Throttling of data flow when disk cannot keep up

BrightSilence · April 19, 2021, 10:44am

I suggested something like this a long time ago in a topic that is now locked.

Since then some things have changed, we now have a node selection cache that may make it easier to keep track of some node stats without having to do constant database updates. I would specifically point to options 3 and 4 offered there.

Add settings for maximum number of uploads per minute and maximum number of downloads per minute. These settings are then advertised to the satellites. Whenever a node is selected for a transfer, that gets logged in the satellite’s DB. And whenever nodes need to be selected for transfer, nodes that have reached their maximum threshold for the past minute will be excluded from selection. The downside is that this doesn’t exactly limit the number of concurrent requests, but the number of started requests. Additionally, this would be a limit per satellite. If the number of active satellites changes a lot, it might be needed for SNOs to adjust this setting accordingly. The upload rate limit would be the most important one, because you ideally don’t want to limit downloads as that directly impacts how much your node makes. But I would still implement a download limit as well to account for SNOs with slow upload connections. After all, upload speed is often drastically lower than download speed.

@Pentium100: If a node is overloaded (set by SNO with concurrent request limit or CPU iowait limit or unix oad limit) the node contacts each satellite and informs it that it is overloaded. The satellite then reduces the performance coefficient by some amount.
When the load drops below a lower limit and stays there for 10 minutes, the node contacts the satellite and informs it that it is almost idle. The satellite increases the performance coefficient by some amount that is smaller than the decrease.
The coefficient is used when selecting a node. If a node would be selected, a random value between 0 and 1 is generated. If the value is less than the coefficient, some other node is selected instead.

I think updating a node selection coefficient or a simple selection count in the node selection cache may be a lot easier than it was when this data was all still in databases.

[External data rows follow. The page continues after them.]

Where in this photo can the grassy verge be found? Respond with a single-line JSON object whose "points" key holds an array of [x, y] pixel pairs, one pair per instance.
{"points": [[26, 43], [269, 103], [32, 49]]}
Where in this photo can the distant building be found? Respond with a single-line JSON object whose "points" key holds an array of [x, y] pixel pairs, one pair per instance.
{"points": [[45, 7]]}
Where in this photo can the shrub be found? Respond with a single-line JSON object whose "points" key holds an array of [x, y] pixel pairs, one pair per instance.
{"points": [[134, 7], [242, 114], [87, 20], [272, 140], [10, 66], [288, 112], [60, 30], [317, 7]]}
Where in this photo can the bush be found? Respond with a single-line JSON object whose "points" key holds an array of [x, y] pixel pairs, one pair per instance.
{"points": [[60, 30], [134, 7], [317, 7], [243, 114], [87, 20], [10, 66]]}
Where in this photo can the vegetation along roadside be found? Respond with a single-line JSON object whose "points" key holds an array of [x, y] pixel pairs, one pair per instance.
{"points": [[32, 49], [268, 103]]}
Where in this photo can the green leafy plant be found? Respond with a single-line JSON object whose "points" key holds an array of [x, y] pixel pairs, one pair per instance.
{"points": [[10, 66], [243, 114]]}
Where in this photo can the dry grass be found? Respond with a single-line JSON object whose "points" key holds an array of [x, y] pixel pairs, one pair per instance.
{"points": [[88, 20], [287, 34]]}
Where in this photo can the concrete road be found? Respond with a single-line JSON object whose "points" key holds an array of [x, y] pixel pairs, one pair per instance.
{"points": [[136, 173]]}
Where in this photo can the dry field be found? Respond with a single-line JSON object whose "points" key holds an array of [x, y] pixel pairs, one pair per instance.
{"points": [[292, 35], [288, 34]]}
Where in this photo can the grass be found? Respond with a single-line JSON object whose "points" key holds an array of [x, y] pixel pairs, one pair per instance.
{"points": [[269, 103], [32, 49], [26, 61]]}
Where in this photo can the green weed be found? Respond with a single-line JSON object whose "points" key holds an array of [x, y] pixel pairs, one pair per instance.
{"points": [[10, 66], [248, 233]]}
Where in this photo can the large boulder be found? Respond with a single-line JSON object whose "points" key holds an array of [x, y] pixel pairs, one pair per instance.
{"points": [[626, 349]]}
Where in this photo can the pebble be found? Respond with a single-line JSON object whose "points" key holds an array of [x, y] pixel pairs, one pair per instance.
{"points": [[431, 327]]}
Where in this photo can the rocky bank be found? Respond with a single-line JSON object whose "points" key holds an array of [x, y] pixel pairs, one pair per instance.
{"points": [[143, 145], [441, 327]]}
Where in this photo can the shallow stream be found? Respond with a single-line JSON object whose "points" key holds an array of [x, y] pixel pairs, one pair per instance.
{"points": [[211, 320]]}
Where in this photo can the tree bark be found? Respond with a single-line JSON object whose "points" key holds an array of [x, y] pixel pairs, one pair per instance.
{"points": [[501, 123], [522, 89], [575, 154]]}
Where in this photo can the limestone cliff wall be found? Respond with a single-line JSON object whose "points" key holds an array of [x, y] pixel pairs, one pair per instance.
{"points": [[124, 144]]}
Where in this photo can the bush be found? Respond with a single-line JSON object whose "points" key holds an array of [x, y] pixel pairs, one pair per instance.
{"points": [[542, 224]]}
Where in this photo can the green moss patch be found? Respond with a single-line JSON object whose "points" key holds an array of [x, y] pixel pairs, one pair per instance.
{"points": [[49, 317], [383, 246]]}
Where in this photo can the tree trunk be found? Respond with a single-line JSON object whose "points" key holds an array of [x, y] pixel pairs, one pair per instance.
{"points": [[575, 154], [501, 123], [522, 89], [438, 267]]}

A simple version could be that the node simply provides a number of maximum transfers per minute. When the cache is built, this number can be translated into how many transfers per cache cycle. And the node can simply be removed from the cache when the limit is reached.
Alternatively the selection process could keep track of a coefficient that drops every time the node is selected. So you start at 100% and if your node can only be selected 500 times during the cache window, every time it is selected the coefficient drops by 0.2%, lowering the chance of the node being selected again after that.